I guess OP could simply ask their Canton what the practice is. (And it seems like worst case you’d pay the extra progression to make it tax neutral which seems fair).
Wow, you’re amazing—I didn’t expect so many responses so quickly. Thank you very much.
I notice that there’s some confusion between the interpretation of the law and what certain institutions (Finpension, Postfinance) say on their websites.
I know my colleague had to transfer his savings to another institution in order to withdraw them. In fact, it was the banker who told him to transfer his 3a account so he could access the funds.

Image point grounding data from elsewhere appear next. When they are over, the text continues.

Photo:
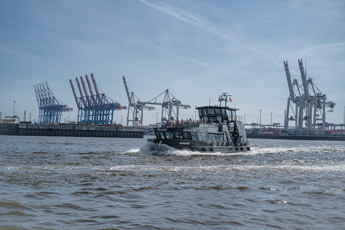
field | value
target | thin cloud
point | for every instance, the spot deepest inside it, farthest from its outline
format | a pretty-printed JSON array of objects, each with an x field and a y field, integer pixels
[{"x": 202, "y": 23}]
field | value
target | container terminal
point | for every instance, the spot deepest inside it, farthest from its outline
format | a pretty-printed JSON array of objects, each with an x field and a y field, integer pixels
[
  {"x": 305, "y": 114},
  {"x": 304, "y": 119},
  {"x": 95, "y": 115}
]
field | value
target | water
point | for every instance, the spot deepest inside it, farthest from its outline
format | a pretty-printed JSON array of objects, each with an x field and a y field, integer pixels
[{"x": 104, "y": 183}]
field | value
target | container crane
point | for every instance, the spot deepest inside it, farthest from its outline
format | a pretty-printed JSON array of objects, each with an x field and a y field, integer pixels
[
  {"x": 94, "y": 108},
  {"x": 170, "y": 106},
  {"x": 50, "y": 108},
  {"x": 311, "y": 103}
]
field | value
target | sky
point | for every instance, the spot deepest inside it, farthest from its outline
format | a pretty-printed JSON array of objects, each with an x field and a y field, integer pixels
[{"x": 196, "y": 49}]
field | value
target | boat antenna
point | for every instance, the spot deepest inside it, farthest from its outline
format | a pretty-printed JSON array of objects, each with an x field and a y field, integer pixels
[{"x": 223, "y": 97}]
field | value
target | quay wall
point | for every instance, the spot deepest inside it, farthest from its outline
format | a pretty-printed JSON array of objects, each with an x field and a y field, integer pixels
[{"x": 74, "y": 131}]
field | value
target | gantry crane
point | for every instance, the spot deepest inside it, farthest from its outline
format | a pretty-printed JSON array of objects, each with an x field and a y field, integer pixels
[
  {"x": 170, "y": 106},
  {"x": 94, "y": 108},
  {"x": 310, "y": 104},
  {"x": 50, "y": 108}
]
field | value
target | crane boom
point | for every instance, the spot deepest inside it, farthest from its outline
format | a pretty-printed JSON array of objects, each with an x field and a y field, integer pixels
[
  {"x": 127, "y": 90},
  {"x": 288, "y": 78},
  {"x": 87, "y": 96},
  {"x": 81, "y": 93},
  {"x": 304, "y": 78},
  {"x": 75, "y": 95},
  {"x": 91, "y": 92},
  {"x": 96, "y": 89}
]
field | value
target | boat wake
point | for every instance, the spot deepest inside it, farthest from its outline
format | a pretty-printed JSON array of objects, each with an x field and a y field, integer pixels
[{"x": 162, "y": 149}]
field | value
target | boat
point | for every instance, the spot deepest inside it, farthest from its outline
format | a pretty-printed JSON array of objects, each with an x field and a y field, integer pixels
[{"x": 217, "y": 130}]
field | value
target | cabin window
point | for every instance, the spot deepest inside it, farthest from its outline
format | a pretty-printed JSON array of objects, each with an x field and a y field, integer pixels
[
  {"x": 200, "y": 136},
  {"x": 187, "y": 135},
  {"x": 168, "y": 135},
  {"x": 211, "y": 112},
  {"x": 194, "y": 136},
  {"x": 178, "y": 135}
]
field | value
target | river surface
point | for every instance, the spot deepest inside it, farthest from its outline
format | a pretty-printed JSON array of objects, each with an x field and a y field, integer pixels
[{"x": 106, "y": 183}]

So, withdrawing within less than 5 years is possible if it’s not with the same institution (I have no idea about different accounts within the same institution).
The question that remains: how will the tax authorities handle this situation? Each canton may handle it differently, but it seems to me there’s a federal tax involved.
So my plan is to be transparent with my bank by explaining the situation and seeing if they’ll authorize the withdrawal. If they approve it, then I’ll take the risk that the tax authorities might not be happy, but I can defend myself by pointing to the bank’s decision.
I’ll keep you posted on how things turn out for me, and by the end of the year, I’ll let you know about my colleague’s situation as well.
Whether you are allowed to withdraw from the pension fund; and
What is the tax impact
So I think the answer to 1 is, yes you are allowed if different pension institutions.
But the court case determines how this is taxed. The opposition is not to the withdrawal but to artificial splitting across tax years to get a better tax progression.
In that case, for the purposes of taxing the withdrawal, they aggregated it to calculate the tax. I was just thinking of the first question that I was blinded to the 2nd.